Anderson had acknowledged the outrage that many expressed, “that someone who attempted to destroy our democracy was invited to sit on the stage in front of a crowd of Republican voters to answer questions and predictably continued to spew lie after lie after lie,” saying, “I get it. It was disturbing.” He went on to say that, “If lies are allowed to go unchecked, as imperfect as our ability to check them is on a stage in real time, those lies continue and those lies spread.”
Trump’s doctored video, which he posted to Truth Social on May 13, begins with Cooper’s monologue, then shifts to a town hall that Cooper held with Biden in October 2021.

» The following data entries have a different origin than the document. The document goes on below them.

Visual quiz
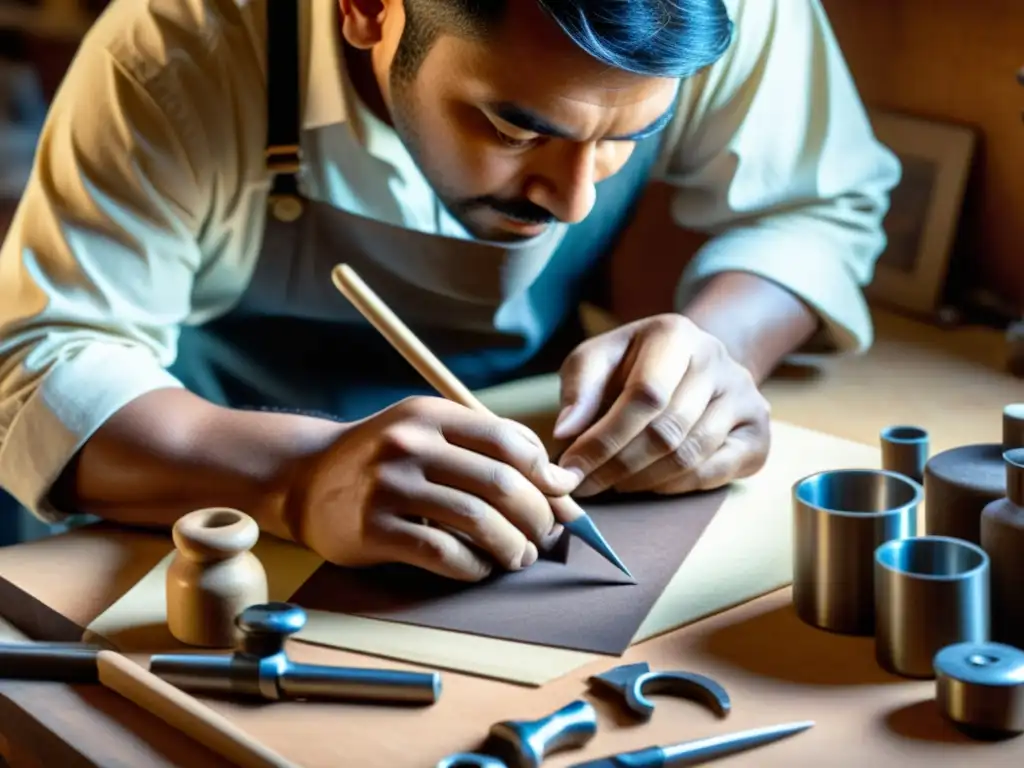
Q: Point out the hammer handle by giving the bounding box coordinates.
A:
[96,650,299,768]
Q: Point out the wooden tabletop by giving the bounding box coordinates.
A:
[0,315,1024,768]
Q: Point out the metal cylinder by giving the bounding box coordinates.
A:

Artificial intelligence can make it easier to create false biographies and manufactured videos. It can create truly fake news that can proliferate across social media. It may become impossible to separate truth from lies in what we see and read.
Thomas Aneiro, an expert in cybersecurity, envisions AI being used to enhance the work of people such as himself. In an article in Venture Beat, Aneiro discusses the potential use of AI to automate tasks that detect malware and keep computer systems safe. It might issue an alert for a brute force directory attack, manage privileged access accounts, and improve security in other ways.
“Unfortunately,” he writes, “we cannot program an AI tool to function like a human being; we can only use it for support, to analyze data and produce output based on facts that we input. While AI has made great leaps in a short amount of time, it can still produce false positives that need to be identified by a human being.”
That last fact, while limiting, also is a positive for AI. One of the fears about the use of artificial intelligence is that it will eliminate jobs for humans. Most people agree that AI can only handle tasks that will free people up to do more complex work — now. That does not assuage those who take a longer look at the potential capabilities of future versions of AI, when the computing can overtake human thought and might eliminate us as easily as we might step on an ant.
The truth is that no one knows where this is heading, and that is a matter of concern.
I try to push those thoughts aside as I make use of apps that identify plants, translate audio recordings into transcripts, and randomly choose songs from my collection to play while I’m driving with GPS laying out the route for me to travel.